Perry, 54, also drowned in “the heated end of his pool”, but it was a secondary factor in his October 28 death, which was deemed an accident.

People close to Perry told investigators he was undergoing ketamine infusion therapy, an experimental treatment used to treat depression and anxiety.

But the coroner said the levels of ketamine in Perry’s body were in the range used for general anaesthesia during surgery, and his last treatment over a week earlier would not explain those levels.

Ketamine, originally developed as a horse tranquiliser, is both a popular party drug and the focus of clinical trials as a treatment for long-term depression.

The report says coronary artery disease and buprenorphine, which is used to treat opioid use disorder, also contributed.

The amount of ketamine detected “would be enough to make him lose consciousness and lose his posture and his ability to keep himself above the water”, Dr Andrew Stolbach, a medical toxicologist with Johns Hopkins Medicine said.

“Using sedative drugs in a pool or hot tub, especially when you’re alone, is extremely risky and, sadly, here it’s fatal.”

Perry was declared dead after being found unresponsive at his home in the Pacific Palisades area of Los Angeles.

The actor, who played Chandler Bing in the hit US sitcom Friends, had taken drugs in the past but had been “reportedly clean for 19 months”, said the report released on Friday.

‘High levels’

Perry had played pickleball before his assistant found him face-down in the pool after returning from errands later that day.

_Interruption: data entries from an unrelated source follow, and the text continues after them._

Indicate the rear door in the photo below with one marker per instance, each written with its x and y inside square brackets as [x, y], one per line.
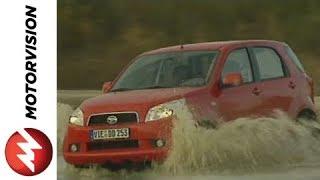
[278, 89]
[243, 100]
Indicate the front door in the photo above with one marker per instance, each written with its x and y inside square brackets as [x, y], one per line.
[243, 100]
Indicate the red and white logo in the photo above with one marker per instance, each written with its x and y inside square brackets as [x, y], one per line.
[28, 152]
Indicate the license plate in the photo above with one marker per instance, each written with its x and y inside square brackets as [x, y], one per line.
[109, 134]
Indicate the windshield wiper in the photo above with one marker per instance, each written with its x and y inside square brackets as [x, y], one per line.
[155, 87]
[120, 89]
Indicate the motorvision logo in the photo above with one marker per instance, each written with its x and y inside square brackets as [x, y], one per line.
[29, 151]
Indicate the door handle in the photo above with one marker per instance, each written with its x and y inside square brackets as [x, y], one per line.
[292, 85]
[256, 91]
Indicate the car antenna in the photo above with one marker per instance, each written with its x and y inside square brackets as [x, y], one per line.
[181, 44]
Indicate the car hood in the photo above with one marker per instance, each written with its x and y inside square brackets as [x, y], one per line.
[135, 100]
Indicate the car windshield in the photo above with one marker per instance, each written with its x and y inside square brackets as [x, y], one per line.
[170, 70]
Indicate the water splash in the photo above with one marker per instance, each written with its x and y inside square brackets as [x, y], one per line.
[246, 144]
[243, 144]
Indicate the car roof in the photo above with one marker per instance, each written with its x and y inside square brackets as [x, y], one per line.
[207, 46]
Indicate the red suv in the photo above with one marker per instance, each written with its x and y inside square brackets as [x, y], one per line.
[132, 120]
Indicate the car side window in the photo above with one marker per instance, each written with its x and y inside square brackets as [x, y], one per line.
[269, 63]
[294, 58]
[238, 61]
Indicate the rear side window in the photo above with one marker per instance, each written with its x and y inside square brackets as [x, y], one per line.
[238, 61]
[269, 63]
[294, 58]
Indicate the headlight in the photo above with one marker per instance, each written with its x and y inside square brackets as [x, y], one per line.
[76, 117]
[165, 110]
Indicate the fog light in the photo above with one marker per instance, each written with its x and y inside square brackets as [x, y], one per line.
[160, 143]
[74, 148]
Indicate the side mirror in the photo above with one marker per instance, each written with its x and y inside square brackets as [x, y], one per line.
[232, 79]
[106, 87]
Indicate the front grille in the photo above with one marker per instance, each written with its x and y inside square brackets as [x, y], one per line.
[104, 145]
[123, 117]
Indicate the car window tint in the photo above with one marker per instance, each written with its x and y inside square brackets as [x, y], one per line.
[294, 58]
[269, 63]
[238, 61]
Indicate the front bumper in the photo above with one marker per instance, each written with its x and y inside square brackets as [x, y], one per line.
[144, 133]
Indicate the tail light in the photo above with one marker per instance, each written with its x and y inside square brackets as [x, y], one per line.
[311, 84]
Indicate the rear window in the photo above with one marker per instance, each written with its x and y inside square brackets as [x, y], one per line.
[269, 63]
[294, 58]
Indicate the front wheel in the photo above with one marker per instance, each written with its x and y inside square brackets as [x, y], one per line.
[309, 120]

The assistant told investigators Perry had not been sick, had not made any health complaints, and had not shown evidence of recent alcohol or drug use.

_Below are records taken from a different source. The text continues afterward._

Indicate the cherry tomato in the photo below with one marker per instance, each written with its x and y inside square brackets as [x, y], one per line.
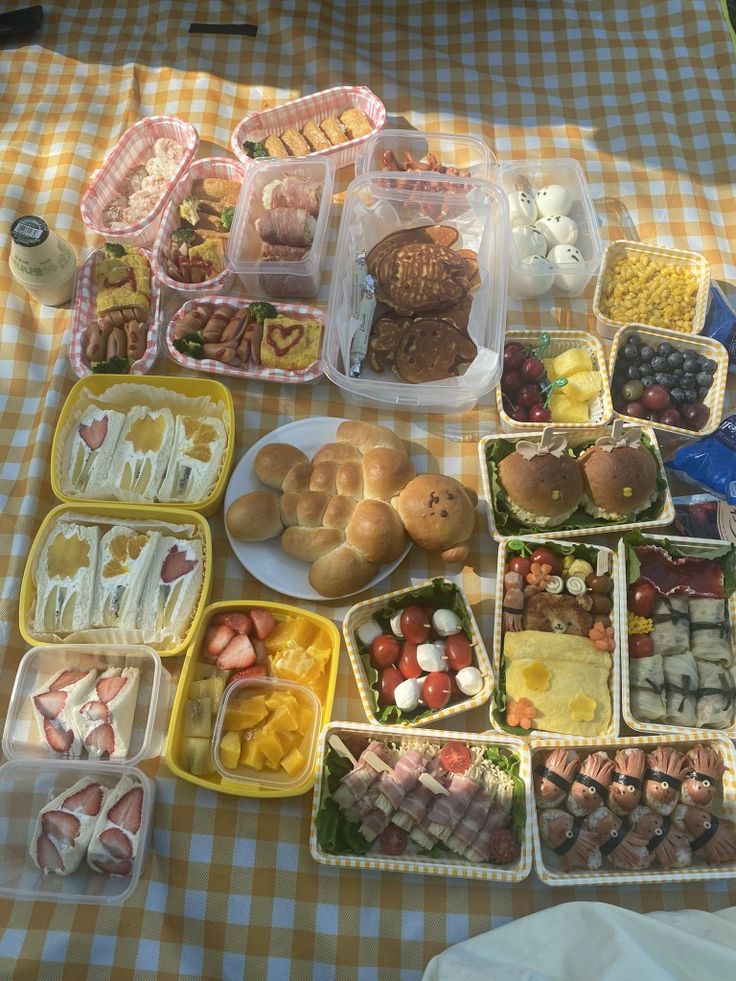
[407, 663]
[642, 597]
[387, 681]
[436, 690]
[459, 652]
[640, 645]
[455, 757]
[545, 556]
[385, 649]
[393, 840]
[414, 624]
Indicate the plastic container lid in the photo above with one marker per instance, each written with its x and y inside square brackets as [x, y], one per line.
[21, 738]
[240, 691]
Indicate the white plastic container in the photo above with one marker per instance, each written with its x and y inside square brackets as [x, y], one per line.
[374, 208]
[278, 279]
[20, 736]
[532, 176]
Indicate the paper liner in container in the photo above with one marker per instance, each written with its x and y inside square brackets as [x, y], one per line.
[600, 409]
[196, 397]
[214, 780]
[664, 728]
[703, 345]
[84, 314]
[693, 261]
[256, 126]
[374, 208]
[418, 864]
[219, 167]
[294, 311]
[172, 522]
[498, 633]
[545, 861]
[359, 614]
[575, 438]
[132, 149]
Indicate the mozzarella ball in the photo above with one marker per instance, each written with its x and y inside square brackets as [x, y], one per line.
[554, 199]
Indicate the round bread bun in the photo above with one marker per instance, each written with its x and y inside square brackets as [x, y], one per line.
[273, 462]
[255, 517]
[621, 482]
[376, 531]
[546, 487]
[437, 512]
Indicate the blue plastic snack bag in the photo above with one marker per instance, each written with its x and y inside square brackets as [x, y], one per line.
[710, 461]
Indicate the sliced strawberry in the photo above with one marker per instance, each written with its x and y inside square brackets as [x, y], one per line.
[111, 867]
[60, 740]
[241, 623]
[238, 654]
[216, 638]
[60, 825]
[50, 704]
[117, 843]
[263, 621]
[176, 564]
[67, 678]
[126, 813]
[95, 434]
[88, 800]
[48, 855]
[101, 738]
[107, 688]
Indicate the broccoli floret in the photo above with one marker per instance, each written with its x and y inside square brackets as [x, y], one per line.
[189, 209]
[192, 345]
[262, 311]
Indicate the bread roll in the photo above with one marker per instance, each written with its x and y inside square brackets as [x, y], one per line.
[375, 530]
[341, 571]
[273, 462]
[255, 517]
[309, 544]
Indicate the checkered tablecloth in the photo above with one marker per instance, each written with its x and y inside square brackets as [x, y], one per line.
[642, 94]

Blood tests showed “high levels” of ketamine in his system, which could have raised his blood pressure and heart rate and dulled his impulse to breathe.

Buprenorphine, found in therapeutic levels in Perry’s blood, could have contributed to the breathing problem, the autopsy said.

His heart disease would have made him more susceptible to the drugs’ effects.

Perry was open about discussing his struggles with addiction dating to his time on Friends in the 1990s.

“I loved everything about the show but I was struggling with my addictions which only added to my sense of shame,” he wrote in his 2022 memoir.

“I had a secret and no one could know.”